Marc Storace per gli amanti dell'hard rock classico, non ha bisogno di presentazioni. Il suo nome infatti rievoca i grandi Krokus, leggendaria band svizzera con quindici milioni di dischi venduti!
“Crossfire” è il suo nuovo album solista, un concentrato di rock graffiante e possente, in linea con la carriera del cantante d'oltralpe, aiutato per l'occasione in fase di songwriting dal chitarrista Tommy Henriksen (Alice Cooper band) e dal batterista Pat Aeby (Krokus, Gotus)

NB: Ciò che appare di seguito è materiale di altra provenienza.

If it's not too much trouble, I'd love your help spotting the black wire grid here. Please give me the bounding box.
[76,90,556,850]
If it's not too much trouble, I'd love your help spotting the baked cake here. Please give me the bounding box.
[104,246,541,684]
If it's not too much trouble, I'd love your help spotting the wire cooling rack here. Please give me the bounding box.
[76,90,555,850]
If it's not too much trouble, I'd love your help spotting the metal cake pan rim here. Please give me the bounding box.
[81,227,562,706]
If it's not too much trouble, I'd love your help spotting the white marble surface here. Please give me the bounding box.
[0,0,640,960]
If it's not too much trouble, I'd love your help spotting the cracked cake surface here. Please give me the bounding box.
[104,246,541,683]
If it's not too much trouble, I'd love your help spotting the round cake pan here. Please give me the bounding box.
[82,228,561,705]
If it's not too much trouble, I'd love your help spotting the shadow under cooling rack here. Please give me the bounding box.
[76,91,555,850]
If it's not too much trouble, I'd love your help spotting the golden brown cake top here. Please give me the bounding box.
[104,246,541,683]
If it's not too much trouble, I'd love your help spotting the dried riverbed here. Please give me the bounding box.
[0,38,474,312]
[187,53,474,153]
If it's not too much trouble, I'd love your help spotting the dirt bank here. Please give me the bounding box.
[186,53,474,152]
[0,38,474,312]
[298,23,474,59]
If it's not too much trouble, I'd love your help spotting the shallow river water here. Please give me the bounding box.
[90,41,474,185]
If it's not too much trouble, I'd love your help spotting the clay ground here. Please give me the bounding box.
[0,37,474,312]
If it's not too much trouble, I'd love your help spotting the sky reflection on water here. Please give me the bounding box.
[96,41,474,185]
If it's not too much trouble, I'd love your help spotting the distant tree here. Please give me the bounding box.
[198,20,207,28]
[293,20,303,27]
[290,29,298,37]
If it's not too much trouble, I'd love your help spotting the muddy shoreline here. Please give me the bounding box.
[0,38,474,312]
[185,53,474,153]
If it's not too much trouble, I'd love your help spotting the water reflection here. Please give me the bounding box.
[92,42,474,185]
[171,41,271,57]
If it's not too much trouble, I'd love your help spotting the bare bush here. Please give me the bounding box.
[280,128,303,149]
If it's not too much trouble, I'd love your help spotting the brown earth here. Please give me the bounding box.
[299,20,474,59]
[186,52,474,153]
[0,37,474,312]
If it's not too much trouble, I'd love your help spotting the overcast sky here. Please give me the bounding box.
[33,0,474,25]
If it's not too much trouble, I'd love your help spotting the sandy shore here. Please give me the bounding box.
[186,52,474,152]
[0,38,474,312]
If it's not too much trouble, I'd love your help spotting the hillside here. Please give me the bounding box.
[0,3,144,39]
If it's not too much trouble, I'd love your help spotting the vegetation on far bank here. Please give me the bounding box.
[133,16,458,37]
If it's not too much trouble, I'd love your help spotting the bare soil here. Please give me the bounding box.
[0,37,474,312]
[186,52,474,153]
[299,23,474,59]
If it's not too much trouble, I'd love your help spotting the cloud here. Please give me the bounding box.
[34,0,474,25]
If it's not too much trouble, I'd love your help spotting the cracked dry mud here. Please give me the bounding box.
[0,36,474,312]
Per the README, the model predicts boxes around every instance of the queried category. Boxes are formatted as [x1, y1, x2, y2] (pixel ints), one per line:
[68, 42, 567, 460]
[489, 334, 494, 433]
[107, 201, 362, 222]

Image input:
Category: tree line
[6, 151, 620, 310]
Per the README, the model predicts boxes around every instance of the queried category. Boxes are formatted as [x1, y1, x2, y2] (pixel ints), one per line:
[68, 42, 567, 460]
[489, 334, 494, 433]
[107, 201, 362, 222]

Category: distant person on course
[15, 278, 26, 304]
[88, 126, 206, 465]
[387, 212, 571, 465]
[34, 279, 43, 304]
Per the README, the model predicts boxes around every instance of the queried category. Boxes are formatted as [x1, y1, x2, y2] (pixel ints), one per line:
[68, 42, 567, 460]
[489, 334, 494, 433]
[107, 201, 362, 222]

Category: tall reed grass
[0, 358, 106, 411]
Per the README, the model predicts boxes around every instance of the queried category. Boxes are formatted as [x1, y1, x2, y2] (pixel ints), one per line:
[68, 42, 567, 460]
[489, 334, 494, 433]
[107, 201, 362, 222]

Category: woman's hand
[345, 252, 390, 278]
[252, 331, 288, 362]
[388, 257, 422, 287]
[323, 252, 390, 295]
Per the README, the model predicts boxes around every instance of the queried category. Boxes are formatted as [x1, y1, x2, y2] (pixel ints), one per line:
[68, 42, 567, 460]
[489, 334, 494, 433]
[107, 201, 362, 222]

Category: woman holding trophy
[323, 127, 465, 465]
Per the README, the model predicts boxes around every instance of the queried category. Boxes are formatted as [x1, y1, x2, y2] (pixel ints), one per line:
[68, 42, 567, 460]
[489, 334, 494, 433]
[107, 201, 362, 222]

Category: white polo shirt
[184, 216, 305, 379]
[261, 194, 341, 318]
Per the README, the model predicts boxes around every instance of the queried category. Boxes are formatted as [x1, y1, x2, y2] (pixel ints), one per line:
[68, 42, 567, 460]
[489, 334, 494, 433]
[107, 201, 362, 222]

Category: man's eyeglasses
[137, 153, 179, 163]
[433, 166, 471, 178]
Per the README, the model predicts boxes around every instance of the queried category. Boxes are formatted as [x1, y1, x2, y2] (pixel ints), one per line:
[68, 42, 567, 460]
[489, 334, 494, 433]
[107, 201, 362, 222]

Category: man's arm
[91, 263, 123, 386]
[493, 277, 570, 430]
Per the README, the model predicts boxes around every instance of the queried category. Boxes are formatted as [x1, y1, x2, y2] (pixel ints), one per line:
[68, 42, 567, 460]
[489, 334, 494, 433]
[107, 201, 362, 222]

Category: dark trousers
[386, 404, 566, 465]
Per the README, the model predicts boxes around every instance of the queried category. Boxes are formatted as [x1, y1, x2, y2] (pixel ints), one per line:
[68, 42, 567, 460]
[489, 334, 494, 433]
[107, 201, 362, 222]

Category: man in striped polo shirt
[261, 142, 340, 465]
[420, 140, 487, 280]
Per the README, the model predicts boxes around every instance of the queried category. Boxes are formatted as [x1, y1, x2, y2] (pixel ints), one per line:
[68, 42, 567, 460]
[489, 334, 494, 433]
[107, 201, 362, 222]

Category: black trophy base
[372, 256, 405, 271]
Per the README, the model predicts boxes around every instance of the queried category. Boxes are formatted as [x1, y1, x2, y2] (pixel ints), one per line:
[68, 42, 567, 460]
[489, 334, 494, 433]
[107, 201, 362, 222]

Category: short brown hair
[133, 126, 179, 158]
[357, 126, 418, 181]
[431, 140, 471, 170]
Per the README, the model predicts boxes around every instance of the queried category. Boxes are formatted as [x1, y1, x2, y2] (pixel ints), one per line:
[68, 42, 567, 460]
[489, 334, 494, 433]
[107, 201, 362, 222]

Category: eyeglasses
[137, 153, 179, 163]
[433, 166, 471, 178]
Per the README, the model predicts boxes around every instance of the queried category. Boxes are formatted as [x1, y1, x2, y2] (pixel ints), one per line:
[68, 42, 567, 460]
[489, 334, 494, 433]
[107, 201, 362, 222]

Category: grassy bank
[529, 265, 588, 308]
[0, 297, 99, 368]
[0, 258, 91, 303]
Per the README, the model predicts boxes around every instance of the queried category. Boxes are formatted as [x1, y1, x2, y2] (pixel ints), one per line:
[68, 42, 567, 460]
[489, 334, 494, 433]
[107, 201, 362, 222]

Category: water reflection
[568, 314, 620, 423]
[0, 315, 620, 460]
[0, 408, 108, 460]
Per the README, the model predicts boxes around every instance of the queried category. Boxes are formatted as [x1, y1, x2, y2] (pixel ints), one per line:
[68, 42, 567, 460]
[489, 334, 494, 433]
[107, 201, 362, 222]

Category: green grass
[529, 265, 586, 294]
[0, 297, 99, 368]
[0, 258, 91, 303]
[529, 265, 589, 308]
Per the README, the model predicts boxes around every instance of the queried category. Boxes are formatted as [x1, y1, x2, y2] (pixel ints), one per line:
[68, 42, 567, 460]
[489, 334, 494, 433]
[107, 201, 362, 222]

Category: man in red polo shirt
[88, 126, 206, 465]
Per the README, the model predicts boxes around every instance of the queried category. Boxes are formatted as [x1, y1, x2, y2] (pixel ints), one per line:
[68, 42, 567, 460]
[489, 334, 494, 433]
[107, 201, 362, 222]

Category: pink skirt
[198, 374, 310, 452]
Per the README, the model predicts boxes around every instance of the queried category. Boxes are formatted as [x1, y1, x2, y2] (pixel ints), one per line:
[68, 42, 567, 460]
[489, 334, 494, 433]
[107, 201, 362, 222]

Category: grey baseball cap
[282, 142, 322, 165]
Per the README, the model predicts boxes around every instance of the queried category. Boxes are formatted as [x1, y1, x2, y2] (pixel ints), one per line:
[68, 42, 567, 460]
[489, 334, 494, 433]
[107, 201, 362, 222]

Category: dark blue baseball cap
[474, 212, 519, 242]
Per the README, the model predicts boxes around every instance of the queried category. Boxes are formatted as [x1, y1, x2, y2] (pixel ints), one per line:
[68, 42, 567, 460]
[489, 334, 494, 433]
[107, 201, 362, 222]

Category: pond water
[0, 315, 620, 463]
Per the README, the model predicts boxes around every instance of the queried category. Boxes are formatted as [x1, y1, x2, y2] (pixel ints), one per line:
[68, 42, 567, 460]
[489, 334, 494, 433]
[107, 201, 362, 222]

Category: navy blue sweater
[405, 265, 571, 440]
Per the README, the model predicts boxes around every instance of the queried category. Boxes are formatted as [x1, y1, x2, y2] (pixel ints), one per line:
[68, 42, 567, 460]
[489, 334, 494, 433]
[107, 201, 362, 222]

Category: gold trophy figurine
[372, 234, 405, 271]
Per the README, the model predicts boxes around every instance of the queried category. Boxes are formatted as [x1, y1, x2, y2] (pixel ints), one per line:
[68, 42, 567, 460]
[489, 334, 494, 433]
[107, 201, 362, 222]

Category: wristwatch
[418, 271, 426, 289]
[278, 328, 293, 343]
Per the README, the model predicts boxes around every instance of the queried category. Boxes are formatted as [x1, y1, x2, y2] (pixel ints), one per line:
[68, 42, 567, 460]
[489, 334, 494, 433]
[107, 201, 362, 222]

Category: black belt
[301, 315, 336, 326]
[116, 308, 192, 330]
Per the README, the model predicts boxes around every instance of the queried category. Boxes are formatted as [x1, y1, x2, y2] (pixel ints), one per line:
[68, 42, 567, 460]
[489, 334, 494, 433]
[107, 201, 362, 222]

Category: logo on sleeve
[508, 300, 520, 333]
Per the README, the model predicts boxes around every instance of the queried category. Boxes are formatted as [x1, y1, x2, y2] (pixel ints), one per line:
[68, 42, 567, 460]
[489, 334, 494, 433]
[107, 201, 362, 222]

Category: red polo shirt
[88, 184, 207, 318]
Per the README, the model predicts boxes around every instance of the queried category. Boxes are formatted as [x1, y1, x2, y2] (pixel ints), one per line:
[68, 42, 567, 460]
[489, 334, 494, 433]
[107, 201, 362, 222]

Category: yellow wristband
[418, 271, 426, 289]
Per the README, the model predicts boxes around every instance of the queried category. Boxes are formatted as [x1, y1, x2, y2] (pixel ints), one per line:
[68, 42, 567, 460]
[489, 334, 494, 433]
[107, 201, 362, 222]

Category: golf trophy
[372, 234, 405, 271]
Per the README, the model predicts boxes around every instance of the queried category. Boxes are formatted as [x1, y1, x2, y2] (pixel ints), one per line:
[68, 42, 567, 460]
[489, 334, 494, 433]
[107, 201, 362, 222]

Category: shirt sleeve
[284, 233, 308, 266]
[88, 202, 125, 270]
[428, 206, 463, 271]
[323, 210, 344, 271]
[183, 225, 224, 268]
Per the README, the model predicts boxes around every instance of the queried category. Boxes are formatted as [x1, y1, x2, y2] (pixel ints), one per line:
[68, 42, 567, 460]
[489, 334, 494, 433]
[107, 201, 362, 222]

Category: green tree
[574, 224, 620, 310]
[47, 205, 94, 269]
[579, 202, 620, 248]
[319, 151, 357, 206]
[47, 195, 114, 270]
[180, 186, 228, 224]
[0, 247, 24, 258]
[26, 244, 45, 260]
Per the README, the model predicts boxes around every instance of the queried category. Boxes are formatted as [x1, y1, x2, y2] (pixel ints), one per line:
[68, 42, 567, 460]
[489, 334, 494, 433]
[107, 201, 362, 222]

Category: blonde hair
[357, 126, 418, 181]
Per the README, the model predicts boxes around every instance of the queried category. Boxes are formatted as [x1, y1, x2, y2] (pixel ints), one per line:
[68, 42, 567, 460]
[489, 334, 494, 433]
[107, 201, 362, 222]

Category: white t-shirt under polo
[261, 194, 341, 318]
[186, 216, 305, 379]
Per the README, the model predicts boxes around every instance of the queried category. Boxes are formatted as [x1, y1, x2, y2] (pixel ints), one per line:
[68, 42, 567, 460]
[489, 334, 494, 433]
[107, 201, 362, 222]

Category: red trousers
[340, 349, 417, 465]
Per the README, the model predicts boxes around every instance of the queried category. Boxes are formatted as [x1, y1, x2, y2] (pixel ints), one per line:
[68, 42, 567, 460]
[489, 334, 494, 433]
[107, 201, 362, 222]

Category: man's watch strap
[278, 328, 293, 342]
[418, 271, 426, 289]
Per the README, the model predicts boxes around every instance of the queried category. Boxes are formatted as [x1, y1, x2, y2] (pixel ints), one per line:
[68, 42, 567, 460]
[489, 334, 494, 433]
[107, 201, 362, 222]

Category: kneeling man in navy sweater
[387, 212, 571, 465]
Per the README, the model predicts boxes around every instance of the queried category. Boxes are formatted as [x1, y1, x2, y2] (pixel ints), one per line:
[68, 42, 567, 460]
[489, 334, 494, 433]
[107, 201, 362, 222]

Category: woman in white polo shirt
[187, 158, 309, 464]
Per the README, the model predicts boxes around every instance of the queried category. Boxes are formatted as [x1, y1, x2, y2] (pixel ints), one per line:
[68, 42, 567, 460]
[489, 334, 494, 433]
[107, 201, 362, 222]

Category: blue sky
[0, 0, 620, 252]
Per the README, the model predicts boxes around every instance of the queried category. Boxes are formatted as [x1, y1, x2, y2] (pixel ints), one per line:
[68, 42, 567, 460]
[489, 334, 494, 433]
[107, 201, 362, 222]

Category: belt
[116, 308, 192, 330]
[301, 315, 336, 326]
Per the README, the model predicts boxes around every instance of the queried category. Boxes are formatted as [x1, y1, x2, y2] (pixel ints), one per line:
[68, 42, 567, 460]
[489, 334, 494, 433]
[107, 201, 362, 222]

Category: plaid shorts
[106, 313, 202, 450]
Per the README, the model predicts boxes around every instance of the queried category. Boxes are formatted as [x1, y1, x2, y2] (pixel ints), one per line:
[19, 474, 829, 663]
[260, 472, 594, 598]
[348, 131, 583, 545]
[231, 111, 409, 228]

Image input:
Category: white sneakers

Già in partenza con l'accoppiata “Screaming Demon” e “Rock This City”, l'headbanging è assicurato. L'ugola rocciosa e ruvida di Storace si muove alla perfezioni in pezzi diretti e compatti come questi. Il disco presenta però anche momenti più vari; “Adrenaline”, ad esempio, è un brano da stadio che ricorda i grandi Def Leppard ed il rock'n'roll di “Love Thing Stealer” e di “Hell Yeah” è altamente spassoso. Il midtempo “Thrill And A Kiss” conquista grazie ad un ritornello tutto da cantare, diventando presto tra i momenti più esaltanti del disco! A dare una grossa mano ovviamente ci pensano le chitarre; brevi ma incisivi gli assoli di Serge Christen, puntuali e precisi i riff di Dom Favez. La chiusura però si tinge di romanticismo con la ballatona acustica “Only Love Can Hurt Like This” che lascia il segno dopo l'ispirato hard rock dal tocco blues di “Millionaire Blues”, pezzo certamente da segnalare
“Crossfire” è un disco che entra diretto senza sorprese ed è tutto ciò che ci si aspetta ed anche quello che il cantante svizzero sa fare meglio; lo ha abbondantemente dimostrato da oltre quarant'anni per continuare fino ad oggi. La passione per l'hard rock più puro continua a bruciare nel petto di Storace!